Earthquakes, also referred to as tremors, occur when seismic waves generated from the Earth’s lithosphere due to a sudden release of energy cause the Earth’s surface to shake. Earthquakes range in magnitude, as some are weak and barely detectable, while violent earthquakes can cause significant property destruction and death. When an earthquake’s epicenter is offshore and displaces the sea bed, it can cause a tsunami. Hundreds of earthquakes have occurred in the United States (US) since the early 1700s, most of which had epicenters within the country's borders. Some of the worst and most powerful earthquakes ever recorded in US history are listed below.
The Three Biggest Earthquakes in United States History
Alaska: March 27, 1964
The most powerful earthquake in North American history was recorded in Alaska on March 27, 1964. Nicknames for the earthquake include the Good Friday Earthquake, Great Alaskan Earthquake, or the 1964 Alaskan earthquake.

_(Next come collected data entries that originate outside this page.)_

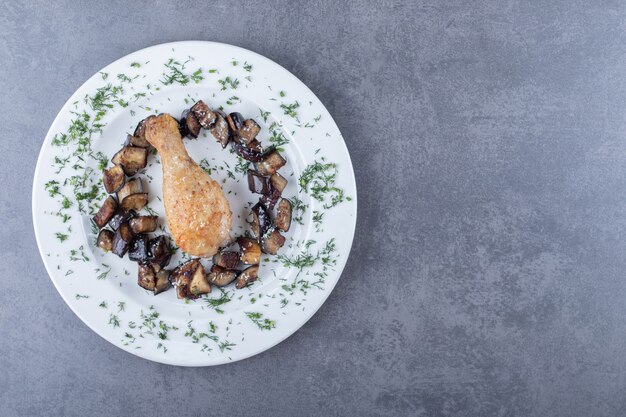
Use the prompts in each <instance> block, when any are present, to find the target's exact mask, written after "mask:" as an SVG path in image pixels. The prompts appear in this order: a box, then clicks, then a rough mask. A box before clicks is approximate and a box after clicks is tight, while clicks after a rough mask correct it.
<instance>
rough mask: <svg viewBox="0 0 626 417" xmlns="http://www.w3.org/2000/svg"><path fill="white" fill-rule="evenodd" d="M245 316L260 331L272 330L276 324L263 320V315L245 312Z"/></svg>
mask: <svg viewBox="0 0 626 417" xmlns="http://www.w3.org/2000/svg"><path fill="white" fill-rule="evenodd" d="M246 316H247V317H248V318H249V319H250V320H252V322H253V323H254V324H256V325H257V326H258V327H259V329H261V330H272V329H273V328H274V327H276V322H275V321H274V320H270V319H268V318H263V314H261V313H251V312H246Z"/></svg>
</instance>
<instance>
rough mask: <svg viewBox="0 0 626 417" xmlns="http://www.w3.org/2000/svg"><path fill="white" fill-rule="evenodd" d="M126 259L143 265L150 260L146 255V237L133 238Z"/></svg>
mask: <svg viewBox="0 0 626 417" xmlns="http://www.w3.org/2000/svg"><path fill="white" fill-rule="evenodd" d="M128 259H130V260H131V261H134V262H139V263H142V264H145V263H147V262H148V260H149V259H150V257H149V255H148V236H146V235H144V234H139V235H135V236H133V240H132V241H131V242H130V246H129V248H128Z"/></svg>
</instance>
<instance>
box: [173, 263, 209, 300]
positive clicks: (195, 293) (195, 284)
mask: <svg viewBox="0 0 626 417" xmlns="http://www.w3.org/2000/svg"><path fill="white" fill-rule="evenodd" d="M170 281H173V282H174V284H175V285H176V293H177V295H178V298H198V296H199V295H200V294H208V293H209V292H211V285H210V284H209V282H208V281H207V279H206V275H205V273H204V267H203V266H202V264H201V263H200V261H199V260H198V259H193V260H191V261H189V262H187V263H185V264H183V265H181V266H179V267H178V268H176V269H175V270H174V271H173V272H172V274H171V276H170Z"/></svg>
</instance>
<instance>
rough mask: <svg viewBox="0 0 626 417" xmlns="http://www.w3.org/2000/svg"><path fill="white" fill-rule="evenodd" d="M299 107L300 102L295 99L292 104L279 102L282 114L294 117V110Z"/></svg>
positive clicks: (296, 116) (295, 112) (293, 117)
mask: <svg viewBox="0 0 626 417" xmlns="http://www.w3.org/2000/svg"><path fill="white" fill-rule="evenodd" d="M298 107H300V103H298V102H297V101H295V102H294V103H292V104H284V103H283V104H281V105H280V108H281V109H283V111H284V114H286V115H287V116H289V117H293V118H294V119H295V118H297V117H298V112H296V109H297V108H298Z"/></svg>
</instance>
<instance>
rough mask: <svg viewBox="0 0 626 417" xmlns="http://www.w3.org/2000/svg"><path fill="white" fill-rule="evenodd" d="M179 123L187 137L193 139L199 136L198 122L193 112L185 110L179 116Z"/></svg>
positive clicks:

The 9.2 magnitude quake, which occurred on Good Friday, lasted for 4 minutes and 38 seconds, causing ground fissures, tsunamis, destroying structures, and ultimately resulted in an estimated 131 deaths. In an instant, 600 miles of fault line broke and the adjacent ground was raised by as much as sixty feet, and dropped by up to eight feet in other areas. The earthquake also resulted in additional fissures, property and infrastructure damage, and landslides. The 1964 Alaskan earthquake ranks as the second most powerful earthquake ever recorded worldwide.
Washington, Oregon, and California: January 26, 1700
Referred to as the 1700 Cascadia Earthquake, the earthquake that occurred on January 26 had an estimated magnitude of between 8.2 and 9.2 and caused destruction in that area that now exists as Washington, Oregon, and California. Its name is derived from the fact that the earthquake occurred along the Cascadia Subduction zone. The earthquake caused a 620-mile fault line rupture that had an average slip of 66 ft, and also resulted in a tsunami off the coast of Japan. There is not enough information to accurately quantify the level of destruction and the number of fatalities caused by the 1700 Cascadia Earthquake.
Alaska: February 4, 1965
Almost one year after the Good Friday earthquake, Alaska experienced the 1965 Rat Islands earthquake. The earthquake had a magnitude of 8.7 and triggered a 32-ft high tsunami on Shemya Island. Records show that the impacts of the tsunami were experienced as far away as Peru, California, Mexico, Russia, Japan, and Ecuador. The earthquake originated from the boundary between the Pacific Plate and the North American Plate, called the Alaskan-Aleutian megathrust. Despite the earthquake's high magnitude, no deaths and little property damage were reported. However, tsunami flooding caused approximately $10,000 worth of damage on Amchitka Island.
Other Notable High-Magnitude Earthquakes in the United States
The state of Alaska has experienced several other earthquakes with magnitudes greater than 7.0. For example, on April 1, 1946, the 1946 Aleutian Islands earthquake and tsunami, which had a magnitude of 8.6, caused 165 fatalities and substantial property destruction. The 1957 Andreanof Islands earthquake and tsunami that occurred on March 9 had a magnitude of 8.6 but no reports of fatalities. On November 3, 2002, the Denali earthquake, which had a magnitude of 7.9, occurred in Alaska but also had no fatalities. Other earthquakes in Alaska include the 2014 Aleutian Islands earthquake (magnitude 7.9), 2018 Gulf of Alaska earthquake (magnitude 7.9), and 1958 Lituya Bay earthquakes and mega-tsunami (magnitude 7.8, five fatalities). In California, the 1857 Fort Tejon earthquake and the 1906 San Francisco earthquake both had magnitudes of 7.9. While only two fatalities resulted from the 1857 earthquake, the 1906 quake caused more than 3,000 deaths.